26 avril 2020                        3e dimanche de Pâques A – Luc 24, 13-35

Lectures de ce jour

« Notre cœur n’était-il pas brûlant en nous tandis qu’il nous parlait sur la route et nous ouvrait les Écritures ? »

L’épisode des disciples d’Emmaüs se révèle d’une grande densité spirituelle et d’une étonnante actualité. Il nous en dit long sur les disciples que nous sommes et sur la pédagogie de Jésus.

Des hommes déçus et désabusés

Deux hommes s’éloignent de Jérusalem. Ils quittent la communauté des disciples. L’arrestation de Jésus et son exécution ont fracassé leurs rêves d’une libération du joug romain. Jésus s’est laissé prendre sans résistance. Ils retournent chez eux, déçus. Déçus de Jésus. Déçus de la communauté et des chefs religieux. Déçus d’eux-mêmes.
Oui, Jésus peut décevoir. On a fait peser sur lui des attentes auxquelles il ne voulait pas répondre.

« Nous, nous espérions que c’était lui qui allait délivrer Israël. »

Jésus déçoit ceux qui voudraient le voir corriger les injustices de notre monde et répondre à nos besoins matériels. Il ne répond pas directement aux prières qui réclament plus d’équité, de partage, de respect des plus faibles. Il semble sourd aux demandes de paix et de joie. Où est-il quand frappe le malheur ? Quand une pandémie ravage le monde ?

La communauté des disciples déçoit elle aussi. En quelques heures, elle s’est désagrégée. Judas a livré son Maître. Pierre, son chef, après un sursaut de résistance, l’a renié et tous les autres ont fui, sauf un. De plus, lors du procès de Jésus, les chefs religieux d’Israël ont condamné un innocent, un homme qui n’avait fait que du bien. Les deux hommes en sont consternés. Vers qui se tourner désormais ? Comme si cela ne suffisait pas, ils se reprochent d’avoir eux aussi déserté à l’approche du danger.

Souvent, dans l’Église, les responsables déçoivent : manque de leadership, silences, atermoiements, voire complicités, et divisions entre eux. En outre, bien des fidèles s’accommodent d’un Évangile dilué ou même réclament des interprétations au goût du jour. D’autres s’accrochent avec nostalgie à un passé révolu. La communauté des disciples autant dans ses responsables que dans ses membres, déçoit comme au 1er jour de Pâques sur la route d’Emmaüs. Les authentiques chercheurs de Dieu ne savent pas vers qui se tourner pour trouver une inspiration.

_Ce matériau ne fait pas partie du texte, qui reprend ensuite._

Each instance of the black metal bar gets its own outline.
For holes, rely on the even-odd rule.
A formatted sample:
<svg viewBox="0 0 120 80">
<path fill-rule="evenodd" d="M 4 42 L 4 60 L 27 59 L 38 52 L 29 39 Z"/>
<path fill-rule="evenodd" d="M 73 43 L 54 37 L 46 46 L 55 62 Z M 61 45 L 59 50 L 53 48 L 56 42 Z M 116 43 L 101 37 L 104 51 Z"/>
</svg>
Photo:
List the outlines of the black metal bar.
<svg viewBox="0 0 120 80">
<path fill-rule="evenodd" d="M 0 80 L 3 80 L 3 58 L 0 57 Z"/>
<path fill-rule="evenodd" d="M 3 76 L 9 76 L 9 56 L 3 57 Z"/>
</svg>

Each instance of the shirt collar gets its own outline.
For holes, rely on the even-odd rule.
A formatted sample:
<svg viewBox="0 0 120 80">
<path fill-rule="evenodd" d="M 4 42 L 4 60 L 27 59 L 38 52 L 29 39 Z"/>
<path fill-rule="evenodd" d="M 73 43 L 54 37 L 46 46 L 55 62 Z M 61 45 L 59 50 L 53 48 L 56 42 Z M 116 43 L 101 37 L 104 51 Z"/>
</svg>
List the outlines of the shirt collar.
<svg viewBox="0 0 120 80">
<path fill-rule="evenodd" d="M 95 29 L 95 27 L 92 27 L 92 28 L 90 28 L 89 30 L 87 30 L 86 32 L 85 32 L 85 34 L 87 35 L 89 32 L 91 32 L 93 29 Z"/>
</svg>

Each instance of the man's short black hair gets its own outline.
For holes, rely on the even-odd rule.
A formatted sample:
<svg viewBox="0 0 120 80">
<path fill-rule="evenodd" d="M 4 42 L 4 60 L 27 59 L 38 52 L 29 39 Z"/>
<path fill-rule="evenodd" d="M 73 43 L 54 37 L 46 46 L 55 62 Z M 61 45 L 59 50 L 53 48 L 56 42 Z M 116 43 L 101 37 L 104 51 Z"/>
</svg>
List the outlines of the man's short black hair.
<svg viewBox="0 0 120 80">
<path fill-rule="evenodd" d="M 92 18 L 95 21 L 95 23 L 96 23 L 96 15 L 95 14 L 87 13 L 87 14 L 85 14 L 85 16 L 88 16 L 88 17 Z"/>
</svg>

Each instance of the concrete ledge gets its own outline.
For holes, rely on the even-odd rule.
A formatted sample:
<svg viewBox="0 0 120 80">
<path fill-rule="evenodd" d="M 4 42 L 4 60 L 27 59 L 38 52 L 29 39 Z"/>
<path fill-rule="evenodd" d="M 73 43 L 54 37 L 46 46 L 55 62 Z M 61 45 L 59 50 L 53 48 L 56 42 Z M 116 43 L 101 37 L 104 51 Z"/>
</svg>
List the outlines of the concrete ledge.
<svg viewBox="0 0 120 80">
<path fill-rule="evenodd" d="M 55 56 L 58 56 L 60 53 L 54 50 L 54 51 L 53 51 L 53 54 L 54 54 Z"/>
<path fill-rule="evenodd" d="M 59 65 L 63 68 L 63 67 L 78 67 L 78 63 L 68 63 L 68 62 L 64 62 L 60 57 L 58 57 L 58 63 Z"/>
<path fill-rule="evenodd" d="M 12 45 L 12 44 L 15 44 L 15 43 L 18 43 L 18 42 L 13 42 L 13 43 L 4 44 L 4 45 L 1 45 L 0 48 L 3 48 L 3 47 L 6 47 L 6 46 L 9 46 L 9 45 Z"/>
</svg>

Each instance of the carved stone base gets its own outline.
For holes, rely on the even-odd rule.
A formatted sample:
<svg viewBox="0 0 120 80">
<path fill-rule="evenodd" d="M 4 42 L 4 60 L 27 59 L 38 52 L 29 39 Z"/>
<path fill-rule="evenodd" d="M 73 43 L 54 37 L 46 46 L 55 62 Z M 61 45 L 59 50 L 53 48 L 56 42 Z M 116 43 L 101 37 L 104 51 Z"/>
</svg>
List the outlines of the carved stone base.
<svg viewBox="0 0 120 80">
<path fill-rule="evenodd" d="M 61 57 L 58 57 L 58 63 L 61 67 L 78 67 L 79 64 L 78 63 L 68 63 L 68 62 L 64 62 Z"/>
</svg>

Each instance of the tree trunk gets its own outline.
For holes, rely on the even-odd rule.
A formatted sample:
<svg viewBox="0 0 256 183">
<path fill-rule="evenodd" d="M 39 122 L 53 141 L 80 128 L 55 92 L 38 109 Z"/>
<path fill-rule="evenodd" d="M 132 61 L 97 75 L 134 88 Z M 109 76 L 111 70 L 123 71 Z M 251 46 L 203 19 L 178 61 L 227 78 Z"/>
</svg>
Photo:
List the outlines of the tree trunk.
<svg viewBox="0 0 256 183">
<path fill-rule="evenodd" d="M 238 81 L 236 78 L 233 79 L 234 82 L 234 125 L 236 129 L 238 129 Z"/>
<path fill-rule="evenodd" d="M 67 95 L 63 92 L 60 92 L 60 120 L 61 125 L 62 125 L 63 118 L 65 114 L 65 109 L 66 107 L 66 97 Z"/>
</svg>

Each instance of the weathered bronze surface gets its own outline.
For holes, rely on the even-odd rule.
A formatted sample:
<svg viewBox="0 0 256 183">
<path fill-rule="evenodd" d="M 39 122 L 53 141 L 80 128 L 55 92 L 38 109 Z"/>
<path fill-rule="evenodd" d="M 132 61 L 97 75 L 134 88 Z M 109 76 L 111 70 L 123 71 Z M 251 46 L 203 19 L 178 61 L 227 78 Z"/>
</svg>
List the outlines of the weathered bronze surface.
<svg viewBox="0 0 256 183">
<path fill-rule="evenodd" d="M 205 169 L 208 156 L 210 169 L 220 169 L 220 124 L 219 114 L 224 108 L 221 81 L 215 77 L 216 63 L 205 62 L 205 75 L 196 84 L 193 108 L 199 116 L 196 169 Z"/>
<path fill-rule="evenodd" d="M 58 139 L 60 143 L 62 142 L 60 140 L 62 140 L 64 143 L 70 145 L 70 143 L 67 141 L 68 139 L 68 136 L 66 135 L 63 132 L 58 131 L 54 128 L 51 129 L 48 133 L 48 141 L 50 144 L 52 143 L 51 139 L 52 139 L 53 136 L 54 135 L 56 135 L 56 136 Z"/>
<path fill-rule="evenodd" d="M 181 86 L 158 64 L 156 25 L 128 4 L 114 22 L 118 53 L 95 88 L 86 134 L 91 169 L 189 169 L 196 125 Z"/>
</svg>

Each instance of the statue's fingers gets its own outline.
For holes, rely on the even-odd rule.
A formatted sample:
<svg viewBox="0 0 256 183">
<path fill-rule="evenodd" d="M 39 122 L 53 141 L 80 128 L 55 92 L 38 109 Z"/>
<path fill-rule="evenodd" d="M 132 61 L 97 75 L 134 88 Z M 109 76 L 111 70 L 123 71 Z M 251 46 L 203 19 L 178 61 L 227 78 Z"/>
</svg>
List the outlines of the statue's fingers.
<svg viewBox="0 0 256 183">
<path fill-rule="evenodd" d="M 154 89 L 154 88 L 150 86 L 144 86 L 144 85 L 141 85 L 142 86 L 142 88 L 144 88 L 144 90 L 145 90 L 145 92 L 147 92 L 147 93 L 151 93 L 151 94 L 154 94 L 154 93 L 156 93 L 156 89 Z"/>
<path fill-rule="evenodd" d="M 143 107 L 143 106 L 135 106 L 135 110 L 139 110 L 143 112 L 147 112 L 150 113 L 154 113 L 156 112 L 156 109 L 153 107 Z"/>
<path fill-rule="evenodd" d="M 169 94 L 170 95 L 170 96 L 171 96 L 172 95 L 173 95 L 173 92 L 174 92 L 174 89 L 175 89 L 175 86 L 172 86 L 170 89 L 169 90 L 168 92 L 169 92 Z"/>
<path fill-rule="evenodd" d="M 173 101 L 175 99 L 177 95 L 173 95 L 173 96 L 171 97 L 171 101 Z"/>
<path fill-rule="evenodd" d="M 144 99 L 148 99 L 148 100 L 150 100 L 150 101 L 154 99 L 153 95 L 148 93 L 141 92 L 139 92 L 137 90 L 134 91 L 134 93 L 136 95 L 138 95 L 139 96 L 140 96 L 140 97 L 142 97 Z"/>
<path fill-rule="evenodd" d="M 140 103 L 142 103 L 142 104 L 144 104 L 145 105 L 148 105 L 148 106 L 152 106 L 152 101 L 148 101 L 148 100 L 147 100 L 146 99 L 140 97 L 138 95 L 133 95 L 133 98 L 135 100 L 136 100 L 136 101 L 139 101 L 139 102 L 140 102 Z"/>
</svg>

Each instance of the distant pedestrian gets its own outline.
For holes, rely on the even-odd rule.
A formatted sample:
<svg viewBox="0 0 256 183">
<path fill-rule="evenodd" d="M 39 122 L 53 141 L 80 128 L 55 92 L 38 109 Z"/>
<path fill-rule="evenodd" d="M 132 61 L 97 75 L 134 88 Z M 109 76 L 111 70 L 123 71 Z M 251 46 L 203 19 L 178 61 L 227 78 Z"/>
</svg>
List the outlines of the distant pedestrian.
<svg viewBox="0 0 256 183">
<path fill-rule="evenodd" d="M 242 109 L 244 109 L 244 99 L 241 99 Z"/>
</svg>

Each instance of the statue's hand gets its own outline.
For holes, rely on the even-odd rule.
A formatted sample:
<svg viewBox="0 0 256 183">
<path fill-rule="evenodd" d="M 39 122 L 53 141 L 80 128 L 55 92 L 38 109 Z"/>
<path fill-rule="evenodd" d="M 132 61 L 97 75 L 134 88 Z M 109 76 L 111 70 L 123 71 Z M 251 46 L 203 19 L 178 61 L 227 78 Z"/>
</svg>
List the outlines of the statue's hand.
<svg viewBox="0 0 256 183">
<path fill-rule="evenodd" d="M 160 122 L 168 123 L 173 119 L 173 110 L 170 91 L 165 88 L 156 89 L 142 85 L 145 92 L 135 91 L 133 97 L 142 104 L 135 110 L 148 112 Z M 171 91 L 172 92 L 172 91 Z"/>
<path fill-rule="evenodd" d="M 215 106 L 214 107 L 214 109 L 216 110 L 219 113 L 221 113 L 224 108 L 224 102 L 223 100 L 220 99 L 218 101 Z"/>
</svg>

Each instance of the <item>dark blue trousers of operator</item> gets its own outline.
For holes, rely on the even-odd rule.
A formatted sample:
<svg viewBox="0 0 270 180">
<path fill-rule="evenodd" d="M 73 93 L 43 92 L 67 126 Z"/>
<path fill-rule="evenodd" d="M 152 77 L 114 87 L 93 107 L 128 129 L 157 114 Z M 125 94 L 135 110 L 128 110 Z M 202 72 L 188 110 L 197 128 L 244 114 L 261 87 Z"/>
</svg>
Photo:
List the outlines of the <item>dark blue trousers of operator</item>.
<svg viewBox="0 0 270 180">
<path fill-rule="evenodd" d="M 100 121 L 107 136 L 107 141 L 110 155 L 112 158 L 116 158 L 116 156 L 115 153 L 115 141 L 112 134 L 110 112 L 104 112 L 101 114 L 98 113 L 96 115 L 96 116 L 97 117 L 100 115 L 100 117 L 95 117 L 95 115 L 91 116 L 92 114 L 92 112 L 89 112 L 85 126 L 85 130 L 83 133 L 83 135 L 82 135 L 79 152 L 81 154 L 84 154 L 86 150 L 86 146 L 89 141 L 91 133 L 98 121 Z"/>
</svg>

Jésus les rejoint sur la route

Comme tous ceux et celles qui se sentent trompés, trahis, ces 2 disciples ressassent les événements comme pour y trouver un sens ou encore s’en libérer.
« Ils parlaient entre eux de tout ce qui s’était passé. »

Ils retournent chez eux tristes et désemparés, comme s’ils n’allaient nulle part, sans autre but que de s’éloigner du lieu de leurs désillusions. Jésus les rejoint sur la route de leurs questionnements, justement parce qu’ils s’interrogent et il marche avec eux.

« Or, tandis qu’ils s’entretenaient et s’interrogeaient, Jésus lui-même s’approcha, et il marchait avec eux. »

Ils ne le reconnaissent pas.

« Leurs yeux étaient empêchés de le reconnaître. »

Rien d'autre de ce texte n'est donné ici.